It's hard to know how much leeway to give a sitcom when it comes to things that would be horrifying in real life but can seem merely goofy in the context of a television show. In real life, Robin would be justified in never speaking to either Ted or Barney ever again after they turn her hopes, her personality, her very life into a class. The show attempts to sweep that under the rug by having Ted frame it as a use for all the Robin knowledge he'd generated when they were dating, and that it's the hardest he'd ever seen barney work to keep a girl. It doubles down by having Barney apologize and attempt to explain himself. But it still feels a little strange for Robin to forgive the both of them so quickly for such a gross violation, even if the show bends over backwards to make the argument that it was well-meaning.
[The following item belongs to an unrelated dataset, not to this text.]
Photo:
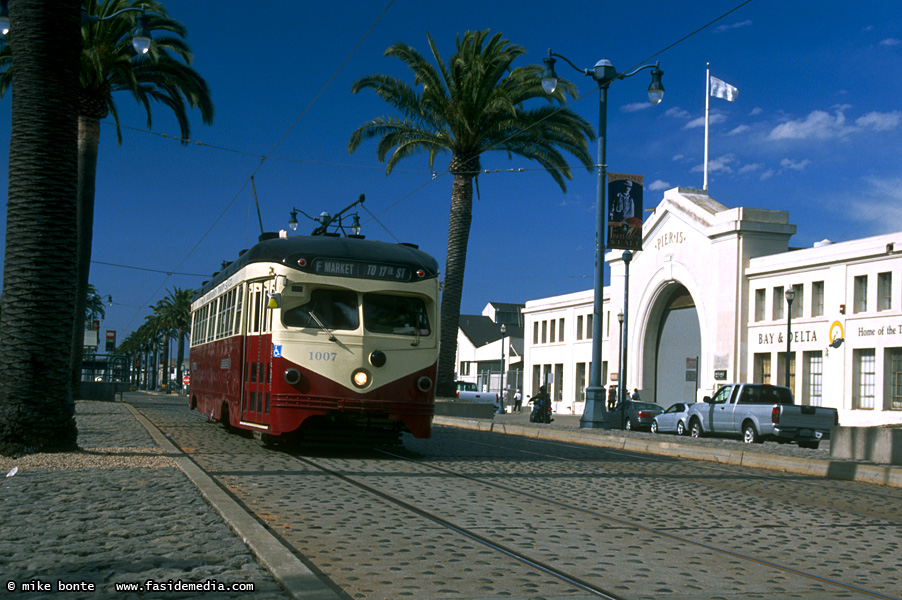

On the other hand, there are demands of a sitcom, chiefly that things be more-or-less reset to the status quo by the end of the episode. Even in a comedy as continuity-heavy and intertextual as How I Met Your Mother, there's a certain inertia of the familiar, where outside of the season finale or Big Event context, the basic dynamic of the group has to stay the same. With that in mind, I can, more or less, make my peace with it. It helps that beneath the inherent creepiness of the whole thing, Ted's class is pretty damn funny, from the brick joke with the Flatiron Building, to Barney being a less-than-model student, to the list of items that can distract Robin when she's mad. Marshall's barrel B-story is pretty slight by comparison, but as usual Jason Segel makes the most of it.
All-in-all, the laughs are there for the most part, even if some of the humor is broad. It's just a question of whether you can separate how horrific something like "Robin 101" would be in the real world from the silly tone it has in the heightened reality of HIMYM.